Il tutto – e torniamo alla politica che ha governato questa malandata città – in assenza del Comune e delle “vittime” indicate da Ranucci quella sera. Nessuno si è preso la briga di costituirsi parte civile, nessuno dall’ex sindaco al quale Ranucci ha riservato epiteti a non finire, al comandante della Polizia locale sbeffeggiato – e usiamo un eufemismo – in quella occasione, ha provato a far valere le sue ragioni in Tribunale. Forti con i deboli, deboli con i forti.

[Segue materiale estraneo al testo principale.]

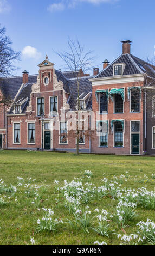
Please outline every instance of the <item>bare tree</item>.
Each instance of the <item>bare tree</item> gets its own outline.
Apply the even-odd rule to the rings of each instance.
[[[20,60],[21,54],[20,52],[14,51],[11,47],[12,41],[9,36],[5,35],[5,27],[0,28],[0,78],[12,75],[13,72],[18,69],[14,63]],[[7,108],[11,103],[10,97],[0,96],[0,108]]]
[[[86,51],[85,47],[82,46],[78,39],[73,40],[68,38],[68,51],[56,52],[64,62],[66,68],[70,71],[74,77],[77,84],[78,97],[76,111],[78,115],[76,129],[75,131],[76,138],[76,155],[79,155],[79,141],[81,137],[81,131],[79,129],[80,123],[80,112],[83,111],[81,109],[80,101],[80,84],[81,77],[85,75],[88,71],[92,68],[92,63],[94,60],[94,57],[92,56],[93,51],[89,50]]]

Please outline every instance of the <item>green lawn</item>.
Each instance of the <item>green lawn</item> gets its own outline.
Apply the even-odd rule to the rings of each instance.
[[[30,245],[31,237],[34,238],[36,245],[93,245],[96,240],[104,241],[108,245],[119,245],[120,241],[117,235],[110,235],[108,238],[99,235],[92,229],[89,230],[89,233],[85,233],[80,225],[77,230],[70,226],[66,219],[73,221],[74,215],[64,207],[64,195],[58,193],[57,188],[64,186],[64,180],[81,181],[75,179],[80,177],[85,188],[96,187],[103,185],[101,179],[106,177],[112,182],[117,181],[117,187],[120,189],[127,187],[136,190],[145,186],[147,190],[154,189],[155,179],[151,175],[155,173],[155,157],[88,154],[77,156],[69,153],[3,151],[0,151],[0,179],[4,181],[0,182],[0,198],[3,199],[1,204],[0,202],[1,245]],[[92,171],[92,177],[88,179],[83,176],[85,170]],[[126,180],[119,178],[121,174],[125,175]],[[145,174],[147,178],[144,178]],[[30,178],[29,181],[27,180]],[[54,183],[55,180],[60,181],[59,185]],[[85,185],[86,182],[93,185],[89,186]],[[18,186],[19,183],[22,184],[21,186]],[[29,183],[28,186],[25,185]],[[16,191],[7,190],[10,184],[16,187]],[[34,188],[35,184],[40,187],[38,190]],[[40,187],[41,185],[43,186]],[[25,193],[28,191],[30,194]],[[34,194],[35,192],[38,195]],[[94,210],[97,208],[106,210],[110,230],[115,229],[116,234],[122,235],[135,233],[136,224],[141,220],[146,221],[149,218],[155,221],[155,205],[154,208],[150,209],[138,205],[134,218],[124,229],[119,227],[110,217],[118,202],[117,196],[107,196],[100,200],[94,197],[87,204],[81,203],[78,209],[84,211],[89,205],[91,218],[96,215]],[[51,208],[54,211],[54,218],[63,220],[56,233],[48,230],[36,232],[37,220],[41,220],[46,213],[42,208]],[[95,226],[96,219],[93,220]]]

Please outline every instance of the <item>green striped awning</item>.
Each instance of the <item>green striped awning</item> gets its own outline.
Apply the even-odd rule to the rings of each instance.
[[[120,122],[121,123],[122,129],[124,130],[124,120],[111,120],[111,127],[112,132],[113,132],[113,123],[116,122]]]
[[[95,96],[96,96],[97,102],[98,102],[98,101],[99,101],[99,97],[98,97],[99,93],[106,93],[107,101],[109,100],[109,90],[108,90],[108,89],[107,89],[107,90],[106,89],[105,89],[105,90],[97,90],[95,92]]]
[[[108,120],[100,120],[100,121],[96,121],[96,129],[97,130],[99,128],[99,125],[100,123],[107,123],[107,132],[109,130],[109,121]]]
[[[128,87],[127,88],[127,98],[128,100],[130,100],[130,92],[131,90],[138,90],[140,92],[140,99],[141,99],[141,87],[140,86],[134,86],[132,87]]]
[[[109,92],[109,95],[112,101],[113,101],[112,95],[113,94],[120,94],[122,100],[124,100],[124,88],[112,89]]]

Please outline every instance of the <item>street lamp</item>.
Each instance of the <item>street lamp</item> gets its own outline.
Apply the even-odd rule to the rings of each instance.
[[[44,131],[44,121],[45,115],[43,113],[41,115],[41,121],[42,121],[42,143],[41,143],[41,151],[43,151],[43,131]]]

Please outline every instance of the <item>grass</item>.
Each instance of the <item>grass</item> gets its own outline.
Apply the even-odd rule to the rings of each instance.
[[[7,189],[0,188],[0,197],[4,202],[0,205],[0,245],[29,245],[31,237],[34,237],[36,245],[93,245],[96,240],[105,241],[109,245],[118,245],[120,241],[117,235],[103,237],[93,229],[88,234],[85,233],[82,229],[72,229],[66,220],[72,220],[73,214],[64,207],[64,199],[57,194],[56,188],[58,185],[54,181],[59,180],[59,186],[63,186],[64,180],[71,181],[74,178],[83,176],[83,182],[91,182],[99,186],[102,184],[101,179],[104,176],[113,179],[115,175],[122,187],[136,189],[146,185],[147,190],[154,190],[155,180],[151,175],[154,173],[154,168],[155,157],[87,154],[76,156],[69,153],[22,151],[0,152],[0,179],[8,185],[5,187]],[[83,175],[85,170],[92,171],[93,176],[88,178]],[[125,174],[127,171],[130,174],[127,181],[119,180],[120,175]],[[145,179],[145,174],[148,179]],[[22,186],[17,186],[19,182],[22,182],[17,177],[24,179]],[[30,178],[31,179],[27,180]],[[30,191],[28,196],[25,193],[28,188],[24,184],[29,182],[30,186],[48,185],[38,189],[40,196],[35,204],[31,202],[34,200],[36,191]],[[11,187],[11,185],[17,188],[17,191],[7,189],[7,187]],[[91,200],[89,206],[91,211],[98,208],[113,214],[118,200],[113,200],[111,197]],[[85,206],[83,204],[81,207]],[[37,221],[44,214],[41,209],[43,207],[53,209],[55,217],[63,220],[63,224],[54,234],[47,231],[36,233]],[[155,221],[153,210],[139,206],[136,211],[138,215],[123,230],[127,234],[135,232],[136,224],[141,220],[146,221],[149,218]],[[123,235],[122,229],[110,221],[108,224],[110,223],[111,229]]]

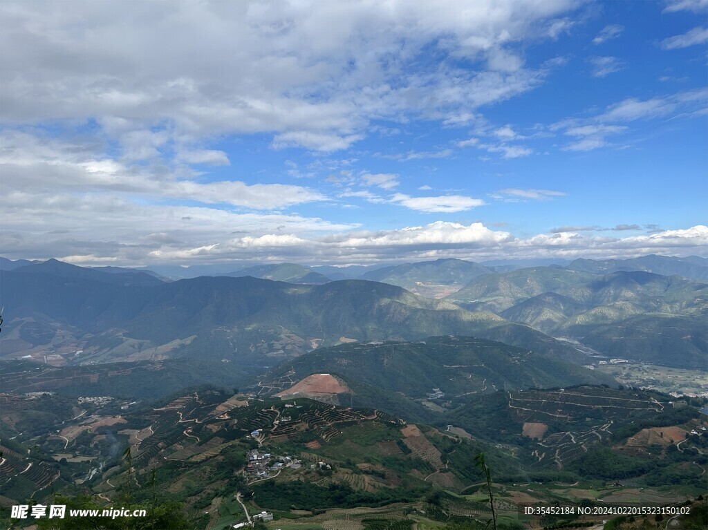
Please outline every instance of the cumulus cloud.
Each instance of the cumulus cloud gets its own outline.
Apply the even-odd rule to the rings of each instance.
[[[613,145],[606,137],[627,132],[625,125],[639,120],[656,120],[683,114],[698,116],[705,112],[708,104],[708,89],[677,92],[663,97],[641,100],[627,98],[607,105],[594,117],[578,120],[572,118],[552,124],[552,131],[563,130],[565,134],[577,139],[561,147],[563,151],[586,151]]]
[[[649,253],[666,255],[702,254],[708,250],[708,226],[697,225],[685,229],[655,230],[645,234],[618,238],[590,235],[587,232],[603,231],[595,227],[561,227],[548,234],[539,234],[527,238],[518,238],[509,232],[493,230],[479,222],[464,223],[437,221],[423,226],[404,226],[379,231],[357,231],[353,226],[329,226],[335,229],[327,235],[317,235],[323,226],[313,220],[309,234],[292,231],[298,221],[288,216],[275,216],[267,224],[266,231],[254,234],[237,234],[235,236],[221,231],[213,231],[217,222],[200,215],[199,209],[190,209],[198,229],[183,230],[179,238],[166,238],[160,232],[150,232],[145,226],[145,218],[137,209],[131,213],[139,217],[131,220],[138,226],[133,234],[140,234],[133,239],[118,241],[112,238],[115,234],[105,234],[101,242],[83,240],[80,234],[67,237],[60,247],[41,248],[38,250],[33,234],[30,241],[27,234],[18,234],[11,242],[10,254],[21,248],[22,255],[43,258],[59,256],[74,263],[100,265],[113,263],[117,265],[147,265],[170,260],[175,263],[218,263],[229,260],[256,261],[295,260],[303,263],[367,263],[381,260],[412,260],[437,258],[460,258],[480,260],[498,258],[557,258],[572,259],[577,257],[606,258],[633,257]],[[166,209],[164,214],[168,214]],[[183,213],[172,212],[171,214]],[[224,212],[218,221],[229,222],[249,231],[253,221],[259,229],[266,224],[263,219],[253,216],[239,216]],[[163,227],[165,216],[159,215],[152,226]],[[103,219],[99,218],[99,224]],[[628,225],[631,226],[631,225]],[[35,229],[37,230],[38,229]],[[620,225],[607,231],[622,231],[630,229]],[[632,226],[632,230],[634,227]],[[324,231],[328,231],[325,230]],[[586,233],[583,233],[586,232]],[[41,233],[39,233],[41,237]],[[33,246],[33,245],[35,246]],[[57,248],[71,253],[47,254]],[[34,253],[30,250],[34,249]]]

Solo che si crea un precedente pericoloso: da domani – in preda all’esasperazione – chiunque può andare a sdraiarsi sotto un furgone della polizia locale e fare lo stesso. Avrà la medesima garanzia dell’ex assessore Ranucci e cioè che il Comune e la polizia locale non si costituiranno nei suoi confronti?

In quella occasione Ranucci – che alla fine ha pagato con l’addio all’assessorato – dava nel video un sacco di quelle che un tempo si sarebbero chiamate “notizie criminis”. Mettevo in dubbio, allora, la presenza di un investigatore sul territorio ma in realtà la Dda (non certo la Procura di Velletri, assente su molti temi) stava già lavorando. E Ranucci – benché non indagato come i politici indicati nell’ordinanza dell’operazione “Tritone” – era uno di quelli più attivi nei rapporti con esponenti di ‘ndrangheta durante la campagna elettorale del 2018. Eccole le responsabilità politiche. Se poi andiamo a leggere la relazione della Prefettura circolata oggi e ricca di “omissis” ce ne sono di ulteriori, ma sarà oggetto di un altro approfondimento.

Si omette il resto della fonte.